“Well, I might meet you, but I can’t promise…”

“That’s all right, Mr. Stevens. At the corner of Jefferson and Felman there’s a cafe. We might meet there. What time would suit you?”

He said he would be there at nine.

“I’ll be the guy wearing a hat and reading the Evening Herald,” I told him.

He said he would look out for me and hung up.

I had nearly two hours to wait before I met him, and decided to pass the time at Finnegan’s. It took me a few minutes to lock up the office. While I was turning keys, closing the safe, and shutting the windows, I thought about Nurse Gurney. Who had kidnapped her? Why had she been kidnapped? Was she still alive? Thoughts that got me nowhere, but worried me. Still thinking, I went into the outer office, looked around to make sure the place was bedded down for the night, crossed the room, stepped into the passage and locked the outer door behind me.

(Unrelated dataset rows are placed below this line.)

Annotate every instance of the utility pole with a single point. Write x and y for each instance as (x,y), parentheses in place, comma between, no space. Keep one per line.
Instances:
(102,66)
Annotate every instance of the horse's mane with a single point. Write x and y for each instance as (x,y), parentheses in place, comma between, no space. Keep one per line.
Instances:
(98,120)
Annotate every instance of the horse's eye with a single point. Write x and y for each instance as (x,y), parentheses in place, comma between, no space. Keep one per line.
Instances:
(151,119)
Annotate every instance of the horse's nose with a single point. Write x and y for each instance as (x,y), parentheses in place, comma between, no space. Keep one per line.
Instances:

At the end of the corridor I noticed a short, stockily-built man lolling against the wall by the elevator doors, and reading a newspaper. He didn’t look up as I paused near him to thumb the bell-push calling the elevator attendant. I gave him a casual glance. He was dark skinned, and his blunt-featured face was pock-marked. He looked like an Italian; could have been Spanish. His navy-blue serge suit was shiny at the elbows and his white shirt dirty at the cuffs.

The elevator attendant threw open the doors, and the Wop and I entered. On the third floor, the elevator paused to pick up Manfred Willet who stared through me with blank eyes and then interested himself in the headlines of the evening paper. He had said he wanted secrecy, but I thought it was carrying it a little far not to know me in the elevator. Still, he was paying my fee, so he could call the tune.

I bought an Evening Herald at the bookstall, giving Willet a chance to leave the building without falling over me. I watched him drive away in an Oldsmobile the size of a dreadnought. The Wop with the dirty shirt cuffs had collapsed into one of the armchairs in the lobby and was reading his newspaper. I walked down the corridor to the back exit and across the alley to Finnegan’s bar.

The saloon was full of smoke, hard characters and loud voices. I had only taken a couple of steps towards my favourite table when Olaf Kruger, who runs a boxing academy on Princess Street, clutched hold of me.